Years ago, I used Hulu. But then, along with the rest of the industry of online services, Hulu discovered the vast amounts of wealth that could be had from collecting its customers/users’ (Customers) personal information. As a result, Hulu then imposed one of the most privacy-compromising and legally unfair terms of service and privacy policies as could be seen anywhere. Now, from what the Editor reveals, Hulu has only gotten incredibly and appallingly worse.

Now Hulu not only collect its Customers’ personal information but it does so in conjunction with others across the web and across virtually all of its Customers’ devices, and it does so by every available means. Hulu also deprives its Customers of any just and effective forum, the courts, for settling their disputes with Hulu. Taken together, the price of using Hulu is not only its subscription but also all of your information about what you do on the Web, as Hulu and its partners can collect that information by any and every available means.

Yet there is one new incredibly powerful and dangerously insecure means that I hadn’t seen others employ, and that is the SDK. An SDK, which stands for Software Development Kit, is a complete environment for developing applications. Depending on the capabilities of the an SDK, it can be used to develop applications that can do almost anything on one’s computing devices (e.g., personal computer, smartphone, etc.), including changing how the operating system works, how the browsers on one’s device works, how any application on one’s computing device works. This is incredibly powerful stuff. And it is incredibly dangerous, because, if there is a security breach at Hulu, any of its partners, or of any SDK, the person responsible for that breach could be capable of completely controlling one’s computing devices, with all the harms that has led to and which have been reported on in the press, including this blog.

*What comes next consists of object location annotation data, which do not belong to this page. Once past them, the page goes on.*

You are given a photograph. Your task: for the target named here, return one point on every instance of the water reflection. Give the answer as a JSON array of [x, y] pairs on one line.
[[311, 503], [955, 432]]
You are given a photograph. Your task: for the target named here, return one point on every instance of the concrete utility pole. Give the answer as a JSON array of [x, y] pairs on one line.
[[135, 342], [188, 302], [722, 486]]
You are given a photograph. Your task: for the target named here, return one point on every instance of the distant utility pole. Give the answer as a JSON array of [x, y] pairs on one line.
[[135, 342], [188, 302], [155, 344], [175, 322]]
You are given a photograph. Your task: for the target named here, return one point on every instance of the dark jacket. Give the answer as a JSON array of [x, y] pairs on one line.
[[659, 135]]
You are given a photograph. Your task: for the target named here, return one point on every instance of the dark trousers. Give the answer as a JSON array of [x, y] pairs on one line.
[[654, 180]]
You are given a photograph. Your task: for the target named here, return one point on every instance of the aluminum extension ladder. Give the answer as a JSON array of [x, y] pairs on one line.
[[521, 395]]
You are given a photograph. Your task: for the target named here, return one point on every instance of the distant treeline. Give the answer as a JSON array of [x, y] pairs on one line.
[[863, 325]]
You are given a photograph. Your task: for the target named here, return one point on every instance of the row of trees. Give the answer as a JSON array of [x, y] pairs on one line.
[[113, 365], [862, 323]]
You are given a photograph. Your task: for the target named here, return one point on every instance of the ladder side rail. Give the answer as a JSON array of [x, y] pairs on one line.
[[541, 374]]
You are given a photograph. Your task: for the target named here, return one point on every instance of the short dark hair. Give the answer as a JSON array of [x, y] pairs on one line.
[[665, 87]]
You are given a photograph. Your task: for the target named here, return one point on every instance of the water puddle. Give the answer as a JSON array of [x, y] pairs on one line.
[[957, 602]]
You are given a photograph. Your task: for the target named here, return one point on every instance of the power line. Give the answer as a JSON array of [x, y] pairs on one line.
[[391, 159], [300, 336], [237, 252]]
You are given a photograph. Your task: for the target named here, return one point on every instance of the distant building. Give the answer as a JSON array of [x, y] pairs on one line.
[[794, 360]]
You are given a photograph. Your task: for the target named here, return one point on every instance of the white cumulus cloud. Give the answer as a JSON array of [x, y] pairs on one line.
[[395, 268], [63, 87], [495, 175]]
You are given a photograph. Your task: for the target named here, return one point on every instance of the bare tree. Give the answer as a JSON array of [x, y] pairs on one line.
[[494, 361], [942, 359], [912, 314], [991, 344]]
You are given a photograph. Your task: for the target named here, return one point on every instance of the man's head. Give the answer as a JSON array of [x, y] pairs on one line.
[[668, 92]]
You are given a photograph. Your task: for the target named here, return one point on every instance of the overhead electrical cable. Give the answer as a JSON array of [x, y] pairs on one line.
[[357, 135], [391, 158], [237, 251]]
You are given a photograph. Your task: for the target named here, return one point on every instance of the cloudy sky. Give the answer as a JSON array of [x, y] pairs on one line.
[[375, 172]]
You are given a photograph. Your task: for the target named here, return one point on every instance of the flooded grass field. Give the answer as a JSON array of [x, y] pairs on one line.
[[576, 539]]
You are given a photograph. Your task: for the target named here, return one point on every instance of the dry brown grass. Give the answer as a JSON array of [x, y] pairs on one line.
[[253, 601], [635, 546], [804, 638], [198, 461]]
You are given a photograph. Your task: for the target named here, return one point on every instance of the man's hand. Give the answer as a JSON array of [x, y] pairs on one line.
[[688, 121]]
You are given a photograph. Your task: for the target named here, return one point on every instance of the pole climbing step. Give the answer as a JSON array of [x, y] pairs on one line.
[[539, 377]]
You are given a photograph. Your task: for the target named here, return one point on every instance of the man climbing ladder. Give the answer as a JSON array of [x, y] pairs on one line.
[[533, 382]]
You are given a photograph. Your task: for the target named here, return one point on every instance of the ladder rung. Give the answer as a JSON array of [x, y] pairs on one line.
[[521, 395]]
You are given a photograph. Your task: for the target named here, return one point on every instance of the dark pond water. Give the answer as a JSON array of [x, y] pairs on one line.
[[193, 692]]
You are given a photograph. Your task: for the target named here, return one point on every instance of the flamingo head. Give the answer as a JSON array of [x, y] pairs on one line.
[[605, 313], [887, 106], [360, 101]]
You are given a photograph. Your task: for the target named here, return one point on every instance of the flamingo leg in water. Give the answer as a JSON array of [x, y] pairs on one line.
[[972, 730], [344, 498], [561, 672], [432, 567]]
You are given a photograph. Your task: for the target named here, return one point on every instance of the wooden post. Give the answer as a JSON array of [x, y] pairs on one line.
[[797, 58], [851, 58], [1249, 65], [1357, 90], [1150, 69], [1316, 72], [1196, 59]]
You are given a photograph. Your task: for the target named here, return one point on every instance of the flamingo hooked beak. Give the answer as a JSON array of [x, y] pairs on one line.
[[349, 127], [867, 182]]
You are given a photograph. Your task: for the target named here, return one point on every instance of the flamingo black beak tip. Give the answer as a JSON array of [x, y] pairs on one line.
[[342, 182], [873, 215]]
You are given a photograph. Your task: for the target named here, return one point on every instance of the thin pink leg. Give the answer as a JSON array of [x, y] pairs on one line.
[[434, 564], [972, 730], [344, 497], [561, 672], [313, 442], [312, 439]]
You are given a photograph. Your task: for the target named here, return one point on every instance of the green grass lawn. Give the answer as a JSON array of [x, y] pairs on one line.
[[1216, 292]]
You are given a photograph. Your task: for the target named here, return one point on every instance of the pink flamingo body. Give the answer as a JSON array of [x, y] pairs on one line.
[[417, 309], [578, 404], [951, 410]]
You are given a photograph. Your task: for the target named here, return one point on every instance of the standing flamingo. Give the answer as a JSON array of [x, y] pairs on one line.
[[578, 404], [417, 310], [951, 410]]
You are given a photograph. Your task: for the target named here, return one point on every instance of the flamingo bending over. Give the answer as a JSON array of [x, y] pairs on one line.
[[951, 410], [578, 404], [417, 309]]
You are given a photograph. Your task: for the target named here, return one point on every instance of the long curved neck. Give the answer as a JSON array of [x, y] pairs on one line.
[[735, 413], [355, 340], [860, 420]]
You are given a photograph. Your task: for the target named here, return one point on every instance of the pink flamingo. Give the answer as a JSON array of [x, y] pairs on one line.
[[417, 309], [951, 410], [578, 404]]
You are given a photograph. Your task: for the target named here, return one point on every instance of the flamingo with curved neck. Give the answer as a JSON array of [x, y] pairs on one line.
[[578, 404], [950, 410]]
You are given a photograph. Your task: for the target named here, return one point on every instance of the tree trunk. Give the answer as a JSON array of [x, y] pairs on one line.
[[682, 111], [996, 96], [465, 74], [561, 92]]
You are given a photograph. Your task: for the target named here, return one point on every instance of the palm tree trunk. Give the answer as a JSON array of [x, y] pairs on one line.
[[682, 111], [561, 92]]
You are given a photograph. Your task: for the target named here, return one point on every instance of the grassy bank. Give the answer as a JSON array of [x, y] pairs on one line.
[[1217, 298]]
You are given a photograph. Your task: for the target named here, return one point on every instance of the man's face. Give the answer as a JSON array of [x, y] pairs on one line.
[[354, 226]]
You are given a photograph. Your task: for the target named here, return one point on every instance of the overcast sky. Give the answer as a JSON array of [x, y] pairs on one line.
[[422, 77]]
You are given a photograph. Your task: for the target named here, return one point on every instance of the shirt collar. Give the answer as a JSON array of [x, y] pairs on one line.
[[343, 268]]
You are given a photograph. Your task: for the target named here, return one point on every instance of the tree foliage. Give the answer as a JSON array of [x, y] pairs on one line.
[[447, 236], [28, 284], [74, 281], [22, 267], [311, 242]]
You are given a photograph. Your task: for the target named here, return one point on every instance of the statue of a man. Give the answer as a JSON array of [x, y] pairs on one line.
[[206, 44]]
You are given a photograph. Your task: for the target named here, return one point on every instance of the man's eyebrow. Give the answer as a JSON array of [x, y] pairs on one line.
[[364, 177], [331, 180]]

And, if these harms happen, what remedy do Hulu’s Customers have? Well they are limited to binding arbitration, which has much less power than a court to compel discovery and impose various type of remedies beyond damages, as well as establish precedents of law. And binding arbitration has shown itself to be as expensive, if not more so, as litigation for individual plaintiffs. Yet, since Hulu’s agreements bar class actions and restrict damages to the much more limited damages of binding arbitration, it is highly unlikely that any other than a very wealthy plaintiff could afford to pursue arbitration, and even for such a person, it is unlikely that damages that could be obtained would be worth the costs of obtaining them. So, while dramatically increasing the scope and extent of the invasion of its Customers’ privacy and adding an extremely dangerous new vector for malware, the SDK, to their computing devices, which hitherto had been limited mostly to developers of operating systems, who are the only ones with the resources to secure SDKs, Hulu so completely limits its Customers’ remedies for any wrongs and harms as to deprive them of any practical effective remedy for wrongs and harms that it causes or is otherwise responsible for doing to them.